Furthermore, the "U-shaped pattern" of impact based on university prestige could reshape legal recruiting (p. 5). Graduates from the most elite (Tier 1) law schools and universities may remain in high demand for their perceived pedigree. At the same time, graduates from lower-tier schools might be seen as a cost-effective option for tasks that still require human oversight—e.g., humans reviewing AI-produced work.
The greatest pressure could fall on the vast middle: graduates from well-regarded but non-elite national and regional law schools. These individuals, who have historically formed the backbone of large associate classes, may find themselves the most "vulnerable to substitution" as firms use AI to replace moderately expensive junior labor (p. 23).

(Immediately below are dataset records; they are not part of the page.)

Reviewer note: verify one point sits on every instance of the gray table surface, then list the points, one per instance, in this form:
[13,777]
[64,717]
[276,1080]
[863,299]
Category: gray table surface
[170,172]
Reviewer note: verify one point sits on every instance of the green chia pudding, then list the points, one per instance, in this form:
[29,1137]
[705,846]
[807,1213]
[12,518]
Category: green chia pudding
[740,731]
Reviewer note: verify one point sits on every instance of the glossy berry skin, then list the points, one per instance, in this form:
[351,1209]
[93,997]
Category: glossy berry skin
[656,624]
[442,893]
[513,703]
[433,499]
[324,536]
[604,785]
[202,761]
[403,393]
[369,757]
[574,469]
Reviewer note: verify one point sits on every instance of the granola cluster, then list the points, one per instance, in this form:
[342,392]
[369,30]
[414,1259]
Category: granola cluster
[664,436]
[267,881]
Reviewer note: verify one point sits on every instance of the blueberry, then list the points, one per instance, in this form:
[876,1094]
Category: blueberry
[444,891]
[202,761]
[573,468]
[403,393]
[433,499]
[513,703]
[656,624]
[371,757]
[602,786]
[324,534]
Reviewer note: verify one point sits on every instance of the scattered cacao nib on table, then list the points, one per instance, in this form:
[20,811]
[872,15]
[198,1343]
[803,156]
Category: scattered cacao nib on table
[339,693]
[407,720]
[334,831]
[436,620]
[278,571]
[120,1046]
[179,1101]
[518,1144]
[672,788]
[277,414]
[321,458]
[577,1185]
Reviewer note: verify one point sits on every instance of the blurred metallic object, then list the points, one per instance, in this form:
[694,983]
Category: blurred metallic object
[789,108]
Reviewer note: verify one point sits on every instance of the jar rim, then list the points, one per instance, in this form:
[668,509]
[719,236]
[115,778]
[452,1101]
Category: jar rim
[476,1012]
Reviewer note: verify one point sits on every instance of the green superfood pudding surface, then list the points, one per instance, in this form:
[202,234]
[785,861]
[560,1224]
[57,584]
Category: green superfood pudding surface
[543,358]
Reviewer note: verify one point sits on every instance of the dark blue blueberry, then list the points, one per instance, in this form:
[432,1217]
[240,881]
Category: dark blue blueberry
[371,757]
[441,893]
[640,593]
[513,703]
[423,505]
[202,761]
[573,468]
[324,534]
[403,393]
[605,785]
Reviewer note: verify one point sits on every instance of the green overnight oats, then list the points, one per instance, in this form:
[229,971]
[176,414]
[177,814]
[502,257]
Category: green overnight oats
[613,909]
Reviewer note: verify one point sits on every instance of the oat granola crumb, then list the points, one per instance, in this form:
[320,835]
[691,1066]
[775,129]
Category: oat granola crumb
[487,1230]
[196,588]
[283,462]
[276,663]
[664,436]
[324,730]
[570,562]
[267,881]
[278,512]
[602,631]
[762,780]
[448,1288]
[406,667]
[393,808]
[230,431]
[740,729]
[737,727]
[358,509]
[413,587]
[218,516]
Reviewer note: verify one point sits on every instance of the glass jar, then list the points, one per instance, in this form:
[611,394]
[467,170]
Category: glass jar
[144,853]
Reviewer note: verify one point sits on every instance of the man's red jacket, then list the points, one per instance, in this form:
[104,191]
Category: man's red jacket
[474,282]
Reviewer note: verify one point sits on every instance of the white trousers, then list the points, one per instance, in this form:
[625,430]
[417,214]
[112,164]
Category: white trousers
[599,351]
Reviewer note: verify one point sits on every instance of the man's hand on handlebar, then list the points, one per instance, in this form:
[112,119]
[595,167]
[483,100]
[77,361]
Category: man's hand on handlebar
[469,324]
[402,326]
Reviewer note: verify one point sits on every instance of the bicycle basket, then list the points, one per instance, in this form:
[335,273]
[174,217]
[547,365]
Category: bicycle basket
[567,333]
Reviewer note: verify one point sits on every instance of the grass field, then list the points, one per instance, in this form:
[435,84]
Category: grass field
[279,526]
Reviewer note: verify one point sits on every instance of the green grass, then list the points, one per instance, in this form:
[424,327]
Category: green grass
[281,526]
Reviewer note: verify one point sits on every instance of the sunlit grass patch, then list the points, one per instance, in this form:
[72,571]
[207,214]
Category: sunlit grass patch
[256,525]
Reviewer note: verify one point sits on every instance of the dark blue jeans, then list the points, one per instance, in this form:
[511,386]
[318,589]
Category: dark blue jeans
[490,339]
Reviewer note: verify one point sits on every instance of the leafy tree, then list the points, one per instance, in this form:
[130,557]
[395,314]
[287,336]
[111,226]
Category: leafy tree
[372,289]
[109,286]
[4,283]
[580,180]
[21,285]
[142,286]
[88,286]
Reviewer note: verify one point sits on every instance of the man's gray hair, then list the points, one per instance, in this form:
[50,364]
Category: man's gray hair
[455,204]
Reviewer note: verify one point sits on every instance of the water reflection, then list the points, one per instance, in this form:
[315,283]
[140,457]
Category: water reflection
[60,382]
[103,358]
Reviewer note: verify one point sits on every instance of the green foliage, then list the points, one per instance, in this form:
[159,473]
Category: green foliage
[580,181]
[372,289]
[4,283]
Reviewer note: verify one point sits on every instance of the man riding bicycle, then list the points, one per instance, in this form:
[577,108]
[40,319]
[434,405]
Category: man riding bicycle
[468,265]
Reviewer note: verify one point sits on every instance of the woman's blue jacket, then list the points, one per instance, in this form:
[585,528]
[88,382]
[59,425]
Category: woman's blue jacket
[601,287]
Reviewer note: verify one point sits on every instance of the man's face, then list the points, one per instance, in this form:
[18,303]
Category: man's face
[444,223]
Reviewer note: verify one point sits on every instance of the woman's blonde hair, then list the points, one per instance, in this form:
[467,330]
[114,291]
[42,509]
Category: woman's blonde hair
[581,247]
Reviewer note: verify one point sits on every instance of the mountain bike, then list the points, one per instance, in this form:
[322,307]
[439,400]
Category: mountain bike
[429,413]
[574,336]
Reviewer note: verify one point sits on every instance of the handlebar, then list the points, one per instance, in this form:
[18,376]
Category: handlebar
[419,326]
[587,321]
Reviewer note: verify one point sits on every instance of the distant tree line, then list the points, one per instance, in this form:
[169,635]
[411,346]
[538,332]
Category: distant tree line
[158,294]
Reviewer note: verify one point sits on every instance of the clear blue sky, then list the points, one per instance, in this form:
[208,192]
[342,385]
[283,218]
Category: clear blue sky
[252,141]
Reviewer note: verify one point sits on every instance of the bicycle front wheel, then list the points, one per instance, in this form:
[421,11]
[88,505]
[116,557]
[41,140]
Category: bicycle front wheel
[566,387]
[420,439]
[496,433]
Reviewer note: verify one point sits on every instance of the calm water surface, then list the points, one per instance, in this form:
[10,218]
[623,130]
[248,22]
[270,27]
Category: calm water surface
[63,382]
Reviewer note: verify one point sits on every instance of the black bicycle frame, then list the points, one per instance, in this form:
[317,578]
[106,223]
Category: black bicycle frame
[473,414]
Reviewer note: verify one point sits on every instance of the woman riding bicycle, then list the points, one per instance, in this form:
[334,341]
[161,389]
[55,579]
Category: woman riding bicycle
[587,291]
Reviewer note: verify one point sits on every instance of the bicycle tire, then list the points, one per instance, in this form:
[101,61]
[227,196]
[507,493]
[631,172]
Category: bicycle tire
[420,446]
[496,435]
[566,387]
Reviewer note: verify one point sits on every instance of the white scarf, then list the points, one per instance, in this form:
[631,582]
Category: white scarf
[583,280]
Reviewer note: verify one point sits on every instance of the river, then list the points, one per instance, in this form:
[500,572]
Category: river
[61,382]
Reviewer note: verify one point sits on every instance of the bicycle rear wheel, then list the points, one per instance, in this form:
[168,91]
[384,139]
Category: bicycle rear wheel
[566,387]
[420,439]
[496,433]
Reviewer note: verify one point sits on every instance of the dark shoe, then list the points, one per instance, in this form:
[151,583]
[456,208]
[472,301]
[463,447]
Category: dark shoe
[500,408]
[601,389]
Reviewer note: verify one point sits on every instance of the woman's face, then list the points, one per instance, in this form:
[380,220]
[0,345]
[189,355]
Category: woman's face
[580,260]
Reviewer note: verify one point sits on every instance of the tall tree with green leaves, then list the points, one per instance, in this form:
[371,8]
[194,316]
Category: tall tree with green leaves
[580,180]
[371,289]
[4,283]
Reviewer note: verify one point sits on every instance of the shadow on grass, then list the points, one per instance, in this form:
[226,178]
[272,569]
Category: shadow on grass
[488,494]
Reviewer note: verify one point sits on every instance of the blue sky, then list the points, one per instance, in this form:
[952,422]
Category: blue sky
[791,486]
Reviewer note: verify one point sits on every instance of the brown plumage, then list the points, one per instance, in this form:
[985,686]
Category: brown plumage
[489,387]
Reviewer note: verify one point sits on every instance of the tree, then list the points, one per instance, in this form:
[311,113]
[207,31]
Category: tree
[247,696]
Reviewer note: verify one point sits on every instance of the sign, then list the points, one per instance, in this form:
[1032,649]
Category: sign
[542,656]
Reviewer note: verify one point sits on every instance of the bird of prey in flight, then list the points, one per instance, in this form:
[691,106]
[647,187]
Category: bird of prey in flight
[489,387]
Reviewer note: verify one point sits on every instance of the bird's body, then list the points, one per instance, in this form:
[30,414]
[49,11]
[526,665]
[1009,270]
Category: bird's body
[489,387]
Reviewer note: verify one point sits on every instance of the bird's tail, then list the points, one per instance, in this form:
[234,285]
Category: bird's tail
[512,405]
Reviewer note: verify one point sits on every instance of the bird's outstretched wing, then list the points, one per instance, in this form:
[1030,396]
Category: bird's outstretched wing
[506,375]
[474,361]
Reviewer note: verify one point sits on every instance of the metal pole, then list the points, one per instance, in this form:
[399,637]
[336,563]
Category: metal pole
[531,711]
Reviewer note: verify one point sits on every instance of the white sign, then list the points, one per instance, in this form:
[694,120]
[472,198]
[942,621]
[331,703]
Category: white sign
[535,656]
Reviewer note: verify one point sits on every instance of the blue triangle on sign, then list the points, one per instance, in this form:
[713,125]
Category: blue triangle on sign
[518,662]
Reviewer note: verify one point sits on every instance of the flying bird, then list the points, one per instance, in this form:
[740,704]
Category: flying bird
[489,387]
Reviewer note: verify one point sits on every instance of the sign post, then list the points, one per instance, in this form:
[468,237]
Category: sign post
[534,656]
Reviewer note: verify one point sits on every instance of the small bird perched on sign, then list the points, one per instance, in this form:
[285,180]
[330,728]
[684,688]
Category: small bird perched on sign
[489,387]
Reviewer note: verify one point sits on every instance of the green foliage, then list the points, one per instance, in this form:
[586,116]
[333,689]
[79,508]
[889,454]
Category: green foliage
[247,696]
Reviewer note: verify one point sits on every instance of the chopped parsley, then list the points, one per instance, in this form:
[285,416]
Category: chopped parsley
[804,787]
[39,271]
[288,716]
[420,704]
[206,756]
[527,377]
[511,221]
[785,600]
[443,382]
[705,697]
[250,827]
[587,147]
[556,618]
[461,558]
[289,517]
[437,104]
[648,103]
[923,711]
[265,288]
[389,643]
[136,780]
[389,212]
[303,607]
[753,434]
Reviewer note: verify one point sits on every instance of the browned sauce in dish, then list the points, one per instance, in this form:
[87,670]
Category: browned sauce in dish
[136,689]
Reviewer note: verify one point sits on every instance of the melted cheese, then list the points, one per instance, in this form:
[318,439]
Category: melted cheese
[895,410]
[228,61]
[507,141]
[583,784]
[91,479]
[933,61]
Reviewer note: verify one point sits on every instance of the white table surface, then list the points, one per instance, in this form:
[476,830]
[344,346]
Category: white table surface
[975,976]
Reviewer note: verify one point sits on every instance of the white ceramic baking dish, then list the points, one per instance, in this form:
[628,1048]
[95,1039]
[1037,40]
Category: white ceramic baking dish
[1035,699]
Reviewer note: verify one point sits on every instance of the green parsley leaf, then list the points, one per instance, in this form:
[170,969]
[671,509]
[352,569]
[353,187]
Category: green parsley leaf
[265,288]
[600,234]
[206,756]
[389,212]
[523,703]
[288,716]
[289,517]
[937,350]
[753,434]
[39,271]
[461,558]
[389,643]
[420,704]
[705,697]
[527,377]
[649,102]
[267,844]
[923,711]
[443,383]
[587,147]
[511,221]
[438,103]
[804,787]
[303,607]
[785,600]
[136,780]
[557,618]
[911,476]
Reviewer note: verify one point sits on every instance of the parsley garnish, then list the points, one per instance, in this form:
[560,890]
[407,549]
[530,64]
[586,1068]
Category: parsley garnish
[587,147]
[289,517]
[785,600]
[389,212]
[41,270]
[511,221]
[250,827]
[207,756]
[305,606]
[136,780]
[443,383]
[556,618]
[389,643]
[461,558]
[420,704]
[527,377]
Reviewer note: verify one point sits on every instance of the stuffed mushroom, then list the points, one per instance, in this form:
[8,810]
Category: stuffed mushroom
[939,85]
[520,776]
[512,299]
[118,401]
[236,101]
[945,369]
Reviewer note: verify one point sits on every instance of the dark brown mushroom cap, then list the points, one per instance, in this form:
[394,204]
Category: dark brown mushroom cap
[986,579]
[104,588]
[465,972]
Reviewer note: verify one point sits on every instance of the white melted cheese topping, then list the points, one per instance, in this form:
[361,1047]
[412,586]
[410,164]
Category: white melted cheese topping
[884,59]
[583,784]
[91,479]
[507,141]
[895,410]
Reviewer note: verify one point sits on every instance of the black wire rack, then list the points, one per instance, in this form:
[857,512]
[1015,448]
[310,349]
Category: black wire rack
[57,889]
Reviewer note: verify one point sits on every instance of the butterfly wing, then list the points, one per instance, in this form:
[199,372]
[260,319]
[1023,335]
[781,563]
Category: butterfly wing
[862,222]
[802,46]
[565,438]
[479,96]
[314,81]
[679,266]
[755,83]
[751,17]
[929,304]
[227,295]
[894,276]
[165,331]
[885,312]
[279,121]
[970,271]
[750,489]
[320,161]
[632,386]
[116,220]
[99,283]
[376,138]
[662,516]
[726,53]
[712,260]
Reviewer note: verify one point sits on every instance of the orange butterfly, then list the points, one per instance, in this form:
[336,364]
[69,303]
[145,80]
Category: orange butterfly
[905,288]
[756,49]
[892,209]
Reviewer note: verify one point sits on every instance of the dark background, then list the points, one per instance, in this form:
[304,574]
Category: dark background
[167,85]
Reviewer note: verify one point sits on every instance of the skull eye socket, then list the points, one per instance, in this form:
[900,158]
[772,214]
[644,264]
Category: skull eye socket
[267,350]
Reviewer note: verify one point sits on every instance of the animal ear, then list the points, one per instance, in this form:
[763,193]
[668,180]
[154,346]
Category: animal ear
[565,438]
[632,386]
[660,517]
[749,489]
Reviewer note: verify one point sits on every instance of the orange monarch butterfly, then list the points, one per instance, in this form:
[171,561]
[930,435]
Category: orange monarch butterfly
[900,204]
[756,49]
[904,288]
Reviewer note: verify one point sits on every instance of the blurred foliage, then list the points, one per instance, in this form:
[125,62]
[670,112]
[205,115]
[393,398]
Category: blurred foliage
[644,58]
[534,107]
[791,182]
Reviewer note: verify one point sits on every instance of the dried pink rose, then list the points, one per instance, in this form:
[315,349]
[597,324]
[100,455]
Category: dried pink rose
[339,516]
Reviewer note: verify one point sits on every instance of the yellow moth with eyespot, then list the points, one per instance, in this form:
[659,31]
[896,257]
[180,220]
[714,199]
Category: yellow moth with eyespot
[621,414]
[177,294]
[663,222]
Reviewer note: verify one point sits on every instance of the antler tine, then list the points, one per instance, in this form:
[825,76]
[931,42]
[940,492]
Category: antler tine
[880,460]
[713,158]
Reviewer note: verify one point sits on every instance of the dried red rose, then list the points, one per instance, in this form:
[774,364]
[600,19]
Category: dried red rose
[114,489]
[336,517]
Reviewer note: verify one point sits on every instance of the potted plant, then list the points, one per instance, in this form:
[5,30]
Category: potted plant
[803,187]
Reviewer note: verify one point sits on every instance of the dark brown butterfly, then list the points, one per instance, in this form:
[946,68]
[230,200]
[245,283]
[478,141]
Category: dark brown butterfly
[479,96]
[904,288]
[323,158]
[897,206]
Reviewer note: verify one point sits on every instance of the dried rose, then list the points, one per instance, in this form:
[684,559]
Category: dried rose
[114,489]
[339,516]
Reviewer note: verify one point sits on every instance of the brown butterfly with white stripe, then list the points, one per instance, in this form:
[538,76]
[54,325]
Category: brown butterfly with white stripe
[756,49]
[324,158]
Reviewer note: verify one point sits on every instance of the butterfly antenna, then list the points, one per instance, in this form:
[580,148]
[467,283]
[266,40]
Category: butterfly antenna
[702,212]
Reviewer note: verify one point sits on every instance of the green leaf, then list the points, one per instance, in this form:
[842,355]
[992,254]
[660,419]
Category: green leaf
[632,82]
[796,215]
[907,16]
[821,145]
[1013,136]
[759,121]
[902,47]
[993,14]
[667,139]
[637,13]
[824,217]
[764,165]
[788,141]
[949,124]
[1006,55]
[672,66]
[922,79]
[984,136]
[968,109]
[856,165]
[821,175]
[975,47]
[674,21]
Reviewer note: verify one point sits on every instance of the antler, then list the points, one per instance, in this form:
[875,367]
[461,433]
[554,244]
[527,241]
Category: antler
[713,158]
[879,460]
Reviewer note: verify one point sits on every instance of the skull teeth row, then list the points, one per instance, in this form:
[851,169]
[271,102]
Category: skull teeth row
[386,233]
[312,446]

For the legal profession, this seniority-biased shift isn't just about technology; it's a potential restructuring of the very pathway to becoming a seasoned legal expert.
Citation
Lichtinger, Guy and Hosseini Maasoum, Seyed Mahdi, "Generative AI as Seniority-Biased Technological Change: Evidence from U.S. Résumé and Job Posting Data" (August 2025). Available at SSRN: https://papers.ssrn.com/sol3/papers.cfm?abstract_id=5425555.
Disclaimer: This is provided for informational purposes only and does not constitute legal or financial advice. To the extent there are any opinions in this article, they are the author’s alone and do not represent the beliefs of his firm or clients. The strategies expressed are purely speculation based on publicly available information. The information expressed is subject to change at any time and should be checked for completeness, accuracy and current applicability. For advice, consult a suitably licensed attorney and/or patent professional.